I have unresolved literary trauma, so you can have some too. These books are “sexy gender-ambiguous goth boys ahoy” porn from Storm Constantine as early ‘80s goth girl. (Note the cover star’s hand stapled to his forehead.) Apparently originating in a short story she wrote in 1973 at age 17, so David Bowie’s in there too.
I read the first three of these things when i was shacked up with a goth (of course) who was a writer (yes, I should know better than to hook up with artists) and the owner of literally a bookcase full of every vampire and vampire-adjacent novel she could find, of any quality or none. Storm Constantine got points for being a goth herself, of course.
These were Constantine’s first published works. She apparently wrote much better stuff later (which I haven’t looked at and probably never will), but unfortunately none of it sold very well, so milking the Wraeththu fans with dismal and unbelievably shitty spinoffs (e.g. the second trilogy) is what she has for a living now.
SPOILER: The climax (ahahaha) of the second trilogy is, no exaggeration, a weapon of mass destruction made of painstakingly collected horrendously acidic crystal jizz.
There is also an even worse role playing game, basically author-blessed fan fiction (“GIVE ME MONEY”), originally written as a fanfic resource guide, which is best experienced through the glory of the Darren McLennan rpg.net review. (The loved one has played the game and attests to the accuracy of the review.) “YOU’RE GETTING YOUR ASSES BEATEN BY BISHONEN, FOR FUCK’S SAKE. MOTHERFUCKING PSYCHLOS HAVE BETTER MILITARY STRATEGY.”

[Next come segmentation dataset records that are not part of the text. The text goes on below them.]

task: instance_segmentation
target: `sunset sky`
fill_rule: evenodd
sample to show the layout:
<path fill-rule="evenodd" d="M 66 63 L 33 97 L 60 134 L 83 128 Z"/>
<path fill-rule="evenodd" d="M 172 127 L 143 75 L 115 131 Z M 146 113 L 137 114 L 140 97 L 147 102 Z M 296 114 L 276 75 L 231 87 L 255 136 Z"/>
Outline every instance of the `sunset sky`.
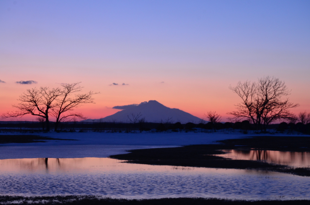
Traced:
<path fill-rule="evenodd" d="M 0 114 L 27 89 L 81 81 L 100 93 L 89 118 L 155 100 L 225 121 L 229 85 L 267 76 L 310 111 L 310 1 L 2 0 L 0 71 Z"/>

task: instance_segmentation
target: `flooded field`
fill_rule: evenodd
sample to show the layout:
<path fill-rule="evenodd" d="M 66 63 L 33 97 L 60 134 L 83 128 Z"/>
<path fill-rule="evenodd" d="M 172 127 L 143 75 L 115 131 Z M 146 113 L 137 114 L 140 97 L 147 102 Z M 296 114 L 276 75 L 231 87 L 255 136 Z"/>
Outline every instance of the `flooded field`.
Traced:
<path fill-rule="evenodd" d="M 108 158 L 0 160 L 0 194 L 112 197 L 310 199 L 310 177 L 255 170 L 124 163 Z"/>
<path fill-rule="evenodd" d="M 222 151 L 227 153 L 217 156 L 233 159 L 261 161 L 294 167 L 310 167 L 310 152 L 309 152 L 237 150 Z"/>

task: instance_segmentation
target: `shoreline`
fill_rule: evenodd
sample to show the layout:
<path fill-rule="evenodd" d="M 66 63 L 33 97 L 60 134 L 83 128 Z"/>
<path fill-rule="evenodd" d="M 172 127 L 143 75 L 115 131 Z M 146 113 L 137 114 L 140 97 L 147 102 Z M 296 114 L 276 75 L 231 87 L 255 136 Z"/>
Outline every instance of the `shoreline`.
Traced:
<path fill-rule="evenodd" d="M 0 196 L 0 203 L 17 205 L 26 204 L 105 204 L 106 205 L 143 205 L 149 204 L 174 204 L 188 205 L 241 205 L 249 204 L 258 205 L 277 205 L 286 204 L 308 205 L 310 200 L 246 200 L 219 199 L 214 198 L 162 198 L 155 199 L 126 199 L 101 198 L 98 196 L 91 195 L 69 195 L 65 196 L 24 197 L 21 196 Z"/>
<path fill-rule="evenodd" d="M 262 161 L 232 159 L 214 155 L 224 150 L 254 149 L 296 152 L 310 151 L 310 137 L 262 136 L 217 141 L 220 144 L 187 145 L 169 148 L 135 150 L 110 157 L 127 160 L 126 163 L 228 169 L 255 169 L 310 177 L 309 168 L 294 168 Z"/>

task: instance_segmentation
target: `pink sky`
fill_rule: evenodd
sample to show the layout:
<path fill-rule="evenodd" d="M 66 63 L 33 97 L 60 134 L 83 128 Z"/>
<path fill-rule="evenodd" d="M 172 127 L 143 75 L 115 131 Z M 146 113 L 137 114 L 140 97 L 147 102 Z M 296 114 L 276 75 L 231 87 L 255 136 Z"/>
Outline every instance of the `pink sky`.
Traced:
<path fill-rule="evenodd" d="M 267 76 L 310 111 L 309 2 L 0 2 L 0 113 L 27 89 L 81 81 L 100 92 L 79 109 L 89 119 L 155 100 L 226 120 L 229 85 Z"/>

On the Divabot Trashy Glitz Scale, I somewhat enjoyed the first trilogy for the aesthetic. But they were incoherent books that made no fucking sense, and even less fucking sense on a second reading. I didn’t give them a third. I didn’t read the second trilogy; the loved one did, and remembers it with a shudder.
The worst thing is that the Wraeththu books are quite definitely goth as fuck, much as I might wish otherwise.